Biotech Stock Mailbag: ASCO, Celldex, Obesity Drug Game-Changer
I also take a rare detour from biotech stocks to write about Zafgen, a privately held obesity drug company. Let's start with ASCO.
Phil K. asks, "What are your expectations for the ASCO meeting now that the abstracts have been released? What will you be focusing on when you get there?"
By this time next week, I'll be on a plane to Chicago to cover the American Society of Clinical Oncology's (ASCO) annual meeting. This is my 12th ASCO meeting. ASCO is the biggest, loudest cancer drug meeting of the year, although some are more investor-worthy than others. Based on recent chats with professional health-care investors, ASCO 2012 is a relatively low-priority affair because the number of stock-moving data presentations is limited.
ASCO meetings, just like life, have their ups and downs, and this year is definitely a more subdued ASCO.

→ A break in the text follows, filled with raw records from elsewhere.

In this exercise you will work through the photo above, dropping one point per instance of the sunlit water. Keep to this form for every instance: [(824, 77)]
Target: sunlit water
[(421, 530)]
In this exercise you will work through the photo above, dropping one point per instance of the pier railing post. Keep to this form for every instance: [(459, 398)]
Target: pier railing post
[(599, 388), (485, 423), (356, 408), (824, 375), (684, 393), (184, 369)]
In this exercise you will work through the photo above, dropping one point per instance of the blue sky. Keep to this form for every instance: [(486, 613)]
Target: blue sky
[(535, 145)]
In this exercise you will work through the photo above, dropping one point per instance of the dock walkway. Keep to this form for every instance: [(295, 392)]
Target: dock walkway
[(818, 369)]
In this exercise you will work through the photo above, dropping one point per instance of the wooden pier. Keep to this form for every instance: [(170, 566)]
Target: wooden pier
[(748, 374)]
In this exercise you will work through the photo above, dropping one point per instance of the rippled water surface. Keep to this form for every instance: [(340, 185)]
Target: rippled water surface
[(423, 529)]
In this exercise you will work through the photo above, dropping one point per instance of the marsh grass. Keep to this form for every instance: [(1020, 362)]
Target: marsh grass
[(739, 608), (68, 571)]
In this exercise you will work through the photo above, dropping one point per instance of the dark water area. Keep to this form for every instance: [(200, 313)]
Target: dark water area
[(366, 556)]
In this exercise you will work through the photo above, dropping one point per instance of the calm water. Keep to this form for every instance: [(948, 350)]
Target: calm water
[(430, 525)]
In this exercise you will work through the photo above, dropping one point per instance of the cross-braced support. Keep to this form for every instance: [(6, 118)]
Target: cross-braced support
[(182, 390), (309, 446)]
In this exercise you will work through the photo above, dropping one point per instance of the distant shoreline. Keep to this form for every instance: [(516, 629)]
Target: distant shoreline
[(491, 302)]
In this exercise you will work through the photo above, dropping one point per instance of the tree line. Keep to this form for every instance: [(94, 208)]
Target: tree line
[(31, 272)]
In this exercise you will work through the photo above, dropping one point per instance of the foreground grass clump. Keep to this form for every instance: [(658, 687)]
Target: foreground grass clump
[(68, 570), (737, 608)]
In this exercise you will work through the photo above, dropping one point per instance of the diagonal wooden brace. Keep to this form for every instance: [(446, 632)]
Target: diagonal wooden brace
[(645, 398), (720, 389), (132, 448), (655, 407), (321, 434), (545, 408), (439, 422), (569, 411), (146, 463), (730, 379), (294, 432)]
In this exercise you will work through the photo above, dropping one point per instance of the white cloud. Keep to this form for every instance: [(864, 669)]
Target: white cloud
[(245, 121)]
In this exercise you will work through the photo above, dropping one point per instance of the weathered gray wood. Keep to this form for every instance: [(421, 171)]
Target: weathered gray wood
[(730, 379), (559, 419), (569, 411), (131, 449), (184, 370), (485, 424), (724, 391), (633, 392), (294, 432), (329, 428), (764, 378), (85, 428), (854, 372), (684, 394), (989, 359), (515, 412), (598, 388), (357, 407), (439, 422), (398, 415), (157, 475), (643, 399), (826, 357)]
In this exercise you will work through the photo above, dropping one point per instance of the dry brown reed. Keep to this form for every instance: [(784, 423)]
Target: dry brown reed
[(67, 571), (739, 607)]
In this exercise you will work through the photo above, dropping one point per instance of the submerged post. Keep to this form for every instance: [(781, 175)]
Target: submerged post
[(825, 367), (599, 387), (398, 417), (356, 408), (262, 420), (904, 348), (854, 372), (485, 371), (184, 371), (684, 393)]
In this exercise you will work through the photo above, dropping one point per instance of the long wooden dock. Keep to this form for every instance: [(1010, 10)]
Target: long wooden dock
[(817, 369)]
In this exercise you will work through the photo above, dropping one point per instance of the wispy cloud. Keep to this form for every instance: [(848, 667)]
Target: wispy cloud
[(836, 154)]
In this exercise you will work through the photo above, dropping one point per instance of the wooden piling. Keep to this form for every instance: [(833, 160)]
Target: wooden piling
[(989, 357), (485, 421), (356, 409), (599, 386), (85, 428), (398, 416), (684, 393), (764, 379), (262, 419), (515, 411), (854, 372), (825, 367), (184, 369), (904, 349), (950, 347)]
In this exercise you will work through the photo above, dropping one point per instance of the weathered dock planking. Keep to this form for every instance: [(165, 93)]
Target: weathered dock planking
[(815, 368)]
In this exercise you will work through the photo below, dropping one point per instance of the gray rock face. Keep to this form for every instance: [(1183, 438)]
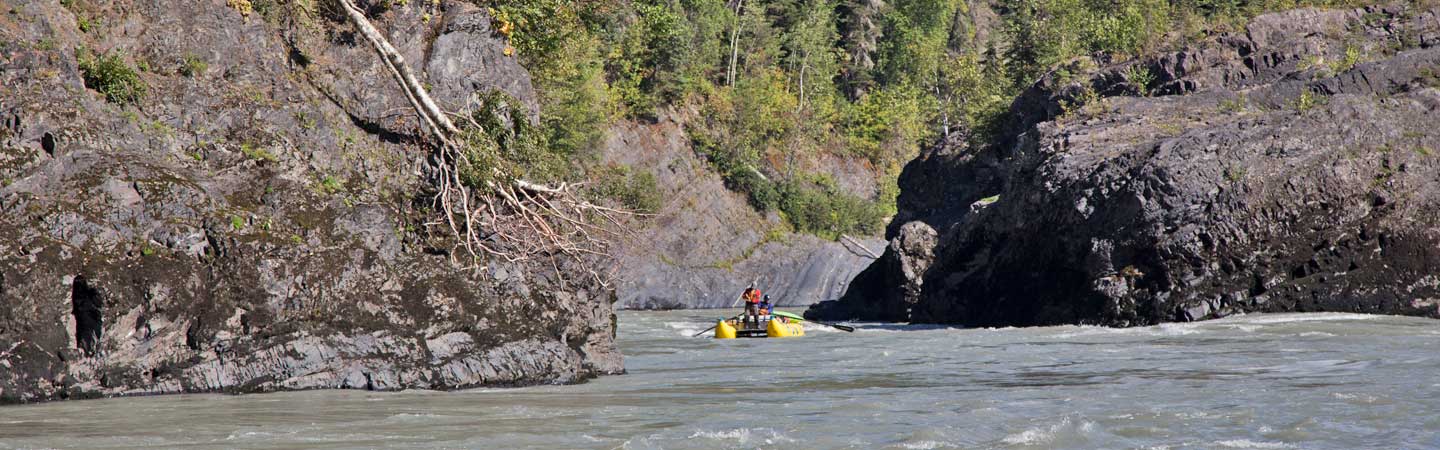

Nothing wrong with that, and investors and scribes like me will still find plenty of interesting data presentations. I'm looking forward to ASCO this year because I may actually have the time to slow down and learn something new instead of sprinting from session to session trying to cover all the news as quickly as possible.
With that introduction, here is my take on the three ASCO data presentations most likely to make waves with investors when trading opens on Monday, June 4.
J&J will present data from the "302" study of Zytiga in pre-chemo prostate cancer patients. This phase III study was stopped early due to a statistically significant progression-free survival (PFS) benefit favoring Zytiga over the control arm. We also know that overall survival (the more important co-primary endpoint) favors Zytiga but is not statistically significant.
The key question for the ASCO presentation: What's the actual survival benefit in the Zytiga "302" study? The line of demarcation is four months -- that's the survival benefit of Dendreon's Provenge in basically the same prostate cancer patient population. If Zytiga's survival benefit is greater than 4 months (let's call it 5-7 months) J&J and Medivation win and Dendreon loses.
If the survival benefit of Zytiga comes in lower than Provenge, Dendreon wins and J&J and Medivation lose.
What does Medivation have to do with all this? Remember, Medivation is developing MDV3100, a drug similar to Zytiga but with efficacy that (so far) looks better. So, what's good for Zytiga should be even better for MDV3100.
One more important point of focus for the Zytiga "302" data: Why isn't the survival benefit statistically significant and what does that mean for the overall analysis and interpretation of the data? It will be interesting to hear from the presenters on this point and to see how oncologists react once all the data is aired publicly.